Obviously, this is a significant difference in dataset size. So if you’re a researcher who often works with massive data sets, you’re better off importing it into Excel online and doing your calculations and reports on that platform.
Same Number But Very Different Visualizations
Excel Online offers data charting options that are very focused on numeric data. You can see these options by selecting Insert from the menu and selecting the charts dropdown list.
As you can see, these are primarily column, line, pie, or bar charts to represent numeric data in your spreadsheet.
There are also more flexible and creative visualizations like scatter plots, spider charts, deviation charts, and more.
Google Sheets, on the other hand, offers many of these, but also includes visuals that provide more dashboarding-style widgets. For example, you’ll find level gauges, geographic maps, and even an organizational chart for textual data.
This may be due to the fact that Google Sheets offers more web-based functions, where you can pull in data from external websites. Often this data is location-based and ideal for map style charting.
The choice of which platform to use here is more difficult. Both platforms offer roughly 32 chart types. If the data you’re working with is heavily numeric or financial, you might be better off working in Excel Online. On the other hand, if you’re looking at organizing data geographically, or more textual data you may want to represent in a tree format or a table, Google Sheets would be the better option.

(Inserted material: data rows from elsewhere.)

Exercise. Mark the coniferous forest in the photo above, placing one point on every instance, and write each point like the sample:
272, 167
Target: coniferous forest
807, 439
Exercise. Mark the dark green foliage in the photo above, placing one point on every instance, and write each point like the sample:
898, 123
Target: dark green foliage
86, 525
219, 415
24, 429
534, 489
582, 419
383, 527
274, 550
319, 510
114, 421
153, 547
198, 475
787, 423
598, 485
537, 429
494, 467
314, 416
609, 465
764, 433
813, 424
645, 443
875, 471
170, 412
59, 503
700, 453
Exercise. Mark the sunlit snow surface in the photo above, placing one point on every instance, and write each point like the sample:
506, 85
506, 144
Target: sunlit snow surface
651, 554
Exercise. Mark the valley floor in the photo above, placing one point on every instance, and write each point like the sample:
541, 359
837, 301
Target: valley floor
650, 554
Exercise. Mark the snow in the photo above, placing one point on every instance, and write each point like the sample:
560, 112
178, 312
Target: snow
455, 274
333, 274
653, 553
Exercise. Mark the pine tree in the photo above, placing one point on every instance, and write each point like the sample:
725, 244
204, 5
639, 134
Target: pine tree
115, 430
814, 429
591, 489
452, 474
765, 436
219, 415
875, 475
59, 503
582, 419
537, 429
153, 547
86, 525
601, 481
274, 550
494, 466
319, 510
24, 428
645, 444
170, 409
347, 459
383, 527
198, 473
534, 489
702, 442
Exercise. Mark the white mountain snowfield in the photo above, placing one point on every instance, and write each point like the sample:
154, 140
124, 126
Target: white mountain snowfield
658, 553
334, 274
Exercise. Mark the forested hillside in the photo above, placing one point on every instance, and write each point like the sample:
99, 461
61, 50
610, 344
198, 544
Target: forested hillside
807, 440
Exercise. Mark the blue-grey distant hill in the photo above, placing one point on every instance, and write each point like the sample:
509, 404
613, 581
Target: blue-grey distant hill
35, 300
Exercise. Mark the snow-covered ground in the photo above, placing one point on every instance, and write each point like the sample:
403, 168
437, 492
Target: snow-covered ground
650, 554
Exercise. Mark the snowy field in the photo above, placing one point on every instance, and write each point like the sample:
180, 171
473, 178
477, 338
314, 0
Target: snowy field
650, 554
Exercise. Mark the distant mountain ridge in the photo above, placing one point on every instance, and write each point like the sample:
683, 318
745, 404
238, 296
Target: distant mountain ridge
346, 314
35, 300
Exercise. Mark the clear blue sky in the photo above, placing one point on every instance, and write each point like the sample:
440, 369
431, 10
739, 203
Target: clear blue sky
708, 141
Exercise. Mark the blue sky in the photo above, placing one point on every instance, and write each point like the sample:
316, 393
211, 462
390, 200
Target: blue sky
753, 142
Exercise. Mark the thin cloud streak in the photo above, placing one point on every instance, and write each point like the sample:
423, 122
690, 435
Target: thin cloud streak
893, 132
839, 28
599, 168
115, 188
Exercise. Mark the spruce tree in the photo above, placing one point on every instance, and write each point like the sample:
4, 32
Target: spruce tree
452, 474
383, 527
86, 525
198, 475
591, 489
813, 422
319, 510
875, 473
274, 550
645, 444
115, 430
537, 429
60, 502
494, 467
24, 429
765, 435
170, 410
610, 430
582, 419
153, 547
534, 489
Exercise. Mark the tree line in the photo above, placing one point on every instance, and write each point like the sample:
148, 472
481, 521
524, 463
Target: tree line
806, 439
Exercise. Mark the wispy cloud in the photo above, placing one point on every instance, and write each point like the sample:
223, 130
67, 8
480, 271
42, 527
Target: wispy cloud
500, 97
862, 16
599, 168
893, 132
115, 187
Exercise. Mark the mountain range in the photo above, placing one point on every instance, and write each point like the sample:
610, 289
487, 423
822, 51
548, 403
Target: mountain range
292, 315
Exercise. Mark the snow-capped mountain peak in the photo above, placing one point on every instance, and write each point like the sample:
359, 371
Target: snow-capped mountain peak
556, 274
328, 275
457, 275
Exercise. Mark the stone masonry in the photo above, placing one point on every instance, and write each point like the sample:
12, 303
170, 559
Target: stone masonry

Both Google Sheets and Excel Online is Free
Often, if all else is equal, you can use price to make your decision as to which online spreadsheet to use. In this case, the price won’t be much help. You can use either Google Sheets or Excel Online for free. In the case of Google Sheets, you just need a Google Account. To use Excel Online, you’ll need to sign up for a Microsoft account and create your free Microsoft Office online account.
Since price won’t be the deciding factor, you’ll need to review all of the differences outline above and use the platform that suits the needs of your project the best.